Check with local sign shops they may be able to tell you what the material is. Hardware stores usually stock pre-printed signs (for sale, for rent, etc) they are printed on plastic, take a sample of what you have so you can compare.


----------



## francist (May 14, 2021)

Sounds like polystyrene, maybe. Available in a few thicknesses, sign shop as said previously would be a good source unless you have a dedicated plastics supplier in your town (we do). Not sure on the texture though, I think most of it comes smooth both sides.


----------



## Nogoingback (May 14, 2021)

I don't know about the .020" part, but hobby shops sell packages of thin white plastic sheet
for modelers.


----------



## dbb-the-bruce (May 14, 2021)

Thanks everyone. 
I think the first cheapest and quickest idea was to hit the hardware store and look for plastic signs. Sign shop is a good idea if I can find one nearby. The thing is I kinda want to look at the stuff rather than buy it blind off the net.


----------



## Aaron_W (May 14, 2021)

Plastruct, Midwest and Evergreen are the big suppliers of styrene for hobby shops. They offer all kinds of different sheets, with a variety of textures available.

Hardware store plastic For Sale signs are the popular source of styrene sheet for modelers on a budget, but you are limited in selection.


----------



## Bi11Hudson (May 15, 2021)

I have a similar problem, setting up brass sheet and shim stock for milling. I use a plastic that comes from the "big box" stores. Clear but not plexi or polycarbonate. They call it "styrene" but I'm not so sure that's what it is. But it comes in 4 x 8 foot sheets and I use a lot of it for windows and machine covers and what-have-you. About 2mm thick. Often bent in gentle curves with a hot air gun. Current cost is unknown, I've had mine for a while, and acquired it in a "horse trade".

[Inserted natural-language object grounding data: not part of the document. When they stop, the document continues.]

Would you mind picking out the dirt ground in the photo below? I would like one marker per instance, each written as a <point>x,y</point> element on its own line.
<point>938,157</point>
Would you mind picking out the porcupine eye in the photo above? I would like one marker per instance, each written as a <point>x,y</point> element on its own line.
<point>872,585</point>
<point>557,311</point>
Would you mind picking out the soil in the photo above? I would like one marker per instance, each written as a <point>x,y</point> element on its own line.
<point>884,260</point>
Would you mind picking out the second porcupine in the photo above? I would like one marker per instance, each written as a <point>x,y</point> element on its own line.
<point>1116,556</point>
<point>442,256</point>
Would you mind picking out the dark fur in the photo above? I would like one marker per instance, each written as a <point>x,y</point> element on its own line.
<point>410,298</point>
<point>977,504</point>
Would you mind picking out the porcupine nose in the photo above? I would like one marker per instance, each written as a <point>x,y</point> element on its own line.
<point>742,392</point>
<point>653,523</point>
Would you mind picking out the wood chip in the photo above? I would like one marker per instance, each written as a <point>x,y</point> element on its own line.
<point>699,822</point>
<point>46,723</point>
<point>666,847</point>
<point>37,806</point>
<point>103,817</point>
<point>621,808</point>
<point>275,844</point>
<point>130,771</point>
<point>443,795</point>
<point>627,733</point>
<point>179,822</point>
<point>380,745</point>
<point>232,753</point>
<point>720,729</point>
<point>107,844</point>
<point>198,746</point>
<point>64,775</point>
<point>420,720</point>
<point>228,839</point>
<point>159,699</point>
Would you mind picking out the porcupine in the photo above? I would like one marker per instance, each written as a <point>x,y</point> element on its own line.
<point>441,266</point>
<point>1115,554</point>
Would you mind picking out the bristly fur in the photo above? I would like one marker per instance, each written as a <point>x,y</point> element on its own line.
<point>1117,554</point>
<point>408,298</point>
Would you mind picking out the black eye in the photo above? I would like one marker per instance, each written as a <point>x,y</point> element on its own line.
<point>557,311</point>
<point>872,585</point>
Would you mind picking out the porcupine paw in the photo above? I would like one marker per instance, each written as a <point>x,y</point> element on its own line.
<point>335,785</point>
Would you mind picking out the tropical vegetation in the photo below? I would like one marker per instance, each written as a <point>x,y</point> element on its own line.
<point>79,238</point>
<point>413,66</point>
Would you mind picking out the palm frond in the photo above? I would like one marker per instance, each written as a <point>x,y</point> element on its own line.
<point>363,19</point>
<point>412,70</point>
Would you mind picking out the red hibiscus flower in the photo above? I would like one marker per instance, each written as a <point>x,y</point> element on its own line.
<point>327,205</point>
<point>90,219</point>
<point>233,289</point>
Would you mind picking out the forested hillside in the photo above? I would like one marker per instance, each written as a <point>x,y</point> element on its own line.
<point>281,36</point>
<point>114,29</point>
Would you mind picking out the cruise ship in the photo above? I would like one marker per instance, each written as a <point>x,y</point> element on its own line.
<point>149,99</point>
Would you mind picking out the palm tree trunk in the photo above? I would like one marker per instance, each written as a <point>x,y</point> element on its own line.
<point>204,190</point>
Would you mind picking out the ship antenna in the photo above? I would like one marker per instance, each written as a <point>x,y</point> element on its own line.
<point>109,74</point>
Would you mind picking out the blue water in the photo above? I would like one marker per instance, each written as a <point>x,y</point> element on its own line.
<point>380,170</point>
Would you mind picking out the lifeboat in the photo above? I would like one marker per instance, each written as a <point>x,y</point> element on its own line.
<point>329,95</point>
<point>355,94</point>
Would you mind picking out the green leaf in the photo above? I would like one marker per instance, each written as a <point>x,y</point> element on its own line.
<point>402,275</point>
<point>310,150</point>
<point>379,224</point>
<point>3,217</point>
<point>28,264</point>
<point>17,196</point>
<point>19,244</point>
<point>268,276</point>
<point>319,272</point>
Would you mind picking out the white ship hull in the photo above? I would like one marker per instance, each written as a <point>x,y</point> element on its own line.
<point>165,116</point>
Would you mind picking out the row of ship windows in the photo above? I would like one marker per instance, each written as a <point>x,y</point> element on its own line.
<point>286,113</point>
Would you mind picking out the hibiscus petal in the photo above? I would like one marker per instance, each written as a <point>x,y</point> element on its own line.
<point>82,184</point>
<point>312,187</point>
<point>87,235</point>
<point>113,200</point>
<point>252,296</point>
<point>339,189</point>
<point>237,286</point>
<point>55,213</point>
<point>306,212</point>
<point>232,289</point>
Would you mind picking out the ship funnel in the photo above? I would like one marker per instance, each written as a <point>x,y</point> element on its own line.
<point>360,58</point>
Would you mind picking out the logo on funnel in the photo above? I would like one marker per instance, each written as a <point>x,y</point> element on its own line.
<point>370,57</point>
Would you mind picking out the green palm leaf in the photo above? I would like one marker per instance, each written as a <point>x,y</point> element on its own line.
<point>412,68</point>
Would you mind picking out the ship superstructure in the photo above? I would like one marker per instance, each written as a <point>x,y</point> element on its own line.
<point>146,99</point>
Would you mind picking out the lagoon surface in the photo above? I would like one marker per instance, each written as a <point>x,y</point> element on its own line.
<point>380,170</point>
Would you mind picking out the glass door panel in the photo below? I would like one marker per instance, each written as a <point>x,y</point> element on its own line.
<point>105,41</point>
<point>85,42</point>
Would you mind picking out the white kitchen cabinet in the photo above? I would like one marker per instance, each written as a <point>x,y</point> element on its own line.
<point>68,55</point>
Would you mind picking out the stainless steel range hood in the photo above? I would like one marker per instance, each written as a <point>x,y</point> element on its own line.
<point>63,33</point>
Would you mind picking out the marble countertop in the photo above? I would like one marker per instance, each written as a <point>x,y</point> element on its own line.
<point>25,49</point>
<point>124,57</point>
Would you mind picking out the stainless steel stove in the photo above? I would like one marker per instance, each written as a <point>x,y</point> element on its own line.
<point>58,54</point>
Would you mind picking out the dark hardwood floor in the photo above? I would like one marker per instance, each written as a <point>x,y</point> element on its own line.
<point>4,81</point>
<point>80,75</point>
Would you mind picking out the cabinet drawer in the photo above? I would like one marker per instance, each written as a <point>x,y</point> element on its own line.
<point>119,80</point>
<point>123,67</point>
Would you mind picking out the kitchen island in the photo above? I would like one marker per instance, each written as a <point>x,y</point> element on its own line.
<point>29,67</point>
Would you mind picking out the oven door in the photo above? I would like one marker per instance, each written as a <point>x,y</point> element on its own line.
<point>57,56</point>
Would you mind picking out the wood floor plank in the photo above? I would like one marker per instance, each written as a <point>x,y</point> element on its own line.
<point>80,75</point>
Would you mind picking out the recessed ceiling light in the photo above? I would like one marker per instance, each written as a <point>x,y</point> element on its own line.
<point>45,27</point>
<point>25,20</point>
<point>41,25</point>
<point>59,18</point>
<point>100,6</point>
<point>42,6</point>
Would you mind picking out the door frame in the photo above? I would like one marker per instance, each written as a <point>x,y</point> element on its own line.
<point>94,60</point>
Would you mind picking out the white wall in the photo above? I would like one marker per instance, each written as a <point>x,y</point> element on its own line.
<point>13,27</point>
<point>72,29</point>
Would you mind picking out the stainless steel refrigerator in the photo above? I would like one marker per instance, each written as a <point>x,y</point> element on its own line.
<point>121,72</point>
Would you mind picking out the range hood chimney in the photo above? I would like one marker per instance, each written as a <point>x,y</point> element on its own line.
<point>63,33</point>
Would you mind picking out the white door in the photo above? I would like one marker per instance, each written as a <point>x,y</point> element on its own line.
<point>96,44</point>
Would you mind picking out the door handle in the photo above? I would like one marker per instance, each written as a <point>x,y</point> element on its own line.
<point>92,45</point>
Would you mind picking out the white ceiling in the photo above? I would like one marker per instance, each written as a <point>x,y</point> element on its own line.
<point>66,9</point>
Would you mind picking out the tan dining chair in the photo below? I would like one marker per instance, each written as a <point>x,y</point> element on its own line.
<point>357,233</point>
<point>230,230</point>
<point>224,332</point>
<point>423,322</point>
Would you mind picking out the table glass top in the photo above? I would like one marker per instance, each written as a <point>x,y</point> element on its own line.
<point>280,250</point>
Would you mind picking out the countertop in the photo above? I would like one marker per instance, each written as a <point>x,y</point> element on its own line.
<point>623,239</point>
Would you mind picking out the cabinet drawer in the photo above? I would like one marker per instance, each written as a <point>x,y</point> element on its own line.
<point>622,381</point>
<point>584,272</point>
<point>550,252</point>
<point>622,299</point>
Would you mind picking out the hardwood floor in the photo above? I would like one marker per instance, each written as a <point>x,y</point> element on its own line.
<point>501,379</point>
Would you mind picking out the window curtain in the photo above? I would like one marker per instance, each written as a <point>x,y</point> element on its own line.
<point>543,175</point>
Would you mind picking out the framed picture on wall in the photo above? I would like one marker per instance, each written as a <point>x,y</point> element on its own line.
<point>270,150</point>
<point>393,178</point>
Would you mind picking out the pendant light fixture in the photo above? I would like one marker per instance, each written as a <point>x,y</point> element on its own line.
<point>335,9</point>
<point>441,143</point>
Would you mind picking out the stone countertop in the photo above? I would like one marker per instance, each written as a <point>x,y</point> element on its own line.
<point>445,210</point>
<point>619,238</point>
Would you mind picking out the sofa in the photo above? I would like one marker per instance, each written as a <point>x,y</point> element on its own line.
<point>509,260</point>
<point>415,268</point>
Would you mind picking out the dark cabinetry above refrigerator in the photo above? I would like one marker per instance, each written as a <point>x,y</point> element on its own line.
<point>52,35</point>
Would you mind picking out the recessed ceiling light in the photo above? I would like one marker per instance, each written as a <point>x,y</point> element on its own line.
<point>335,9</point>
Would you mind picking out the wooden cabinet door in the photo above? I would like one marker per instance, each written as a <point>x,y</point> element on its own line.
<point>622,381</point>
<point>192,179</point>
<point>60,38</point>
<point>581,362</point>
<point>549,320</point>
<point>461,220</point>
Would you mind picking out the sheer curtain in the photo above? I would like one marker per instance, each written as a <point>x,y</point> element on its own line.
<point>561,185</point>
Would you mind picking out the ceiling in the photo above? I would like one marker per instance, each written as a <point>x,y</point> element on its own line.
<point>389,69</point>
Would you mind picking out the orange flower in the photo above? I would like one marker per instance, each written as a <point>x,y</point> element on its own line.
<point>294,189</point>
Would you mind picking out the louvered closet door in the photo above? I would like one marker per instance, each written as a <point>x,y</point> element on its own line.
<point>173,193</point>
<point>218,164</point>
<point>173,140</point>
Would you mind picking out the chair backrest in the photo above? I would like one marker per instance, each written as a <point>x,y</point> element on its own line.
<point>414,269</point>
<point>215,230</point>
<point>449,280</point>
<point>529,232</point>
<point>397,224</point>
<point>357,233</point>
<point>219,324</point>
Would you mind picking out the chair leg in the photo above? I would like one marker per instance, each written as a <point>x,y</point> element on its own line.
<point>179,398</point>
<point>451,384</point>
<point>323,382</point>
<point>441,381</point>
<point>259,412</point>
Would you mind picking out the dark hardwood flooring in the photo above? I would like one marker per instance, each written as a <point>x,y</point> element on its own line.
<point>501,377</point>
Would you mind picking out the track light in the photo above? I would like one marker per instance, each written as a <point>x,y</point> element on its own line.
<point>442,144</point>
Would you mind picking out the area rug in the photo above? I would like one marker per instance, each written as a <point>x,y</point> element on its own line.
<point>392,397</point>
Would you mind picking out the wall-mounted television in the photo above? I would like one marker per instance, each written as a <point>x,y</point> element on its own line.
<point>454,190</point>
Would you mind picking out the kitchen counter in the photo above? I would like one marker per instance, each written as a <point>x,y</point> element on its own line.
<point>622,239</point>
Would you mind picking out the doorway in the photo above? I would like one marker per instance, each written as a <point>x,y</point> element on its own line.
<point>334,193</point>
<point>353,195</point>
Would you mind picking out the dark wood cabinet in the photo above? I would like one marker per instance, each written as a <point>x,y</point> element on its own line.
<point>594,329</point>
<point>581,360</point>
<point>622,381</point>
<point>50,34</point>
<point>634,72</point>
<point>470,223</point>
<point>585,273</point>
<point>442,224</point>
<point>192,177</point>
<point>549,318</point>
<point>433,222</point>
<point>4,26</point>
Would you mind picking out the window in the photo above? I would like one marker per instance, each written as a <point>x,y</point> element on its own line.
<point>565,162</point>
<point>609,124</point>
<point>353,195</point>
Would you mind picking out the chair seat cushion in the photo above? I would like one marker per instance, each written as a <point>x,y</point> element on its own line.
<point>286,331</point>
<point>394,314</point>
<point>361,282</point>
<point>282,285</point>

For a "one time" or trial use, hobby shop sheet stock would work, but is horribly expensive for regular work. The "license plate" stock sounds sort of thin. As would be the hardware store "For Sale" signs. I use political signs and realtor's signs of 1/16 inch thick size that have been collected when I'm out on scrounging runs. They're polystyrene, usually white, cut easily, and as scrounge quite cheap. Just the cost of time and fuel. . .  Model builders do a lot of scrounging runs. . .

There is a plastics dealer locally where cut-offs and other scraps of acrylics and polycarbonates can be purchased by the pound. As a "source", they are handy. But the grades are precious to me for other projects so don't get used for disposables unless there is a need for some specific characteristic. I use a lot of plastics for electrical insulating material.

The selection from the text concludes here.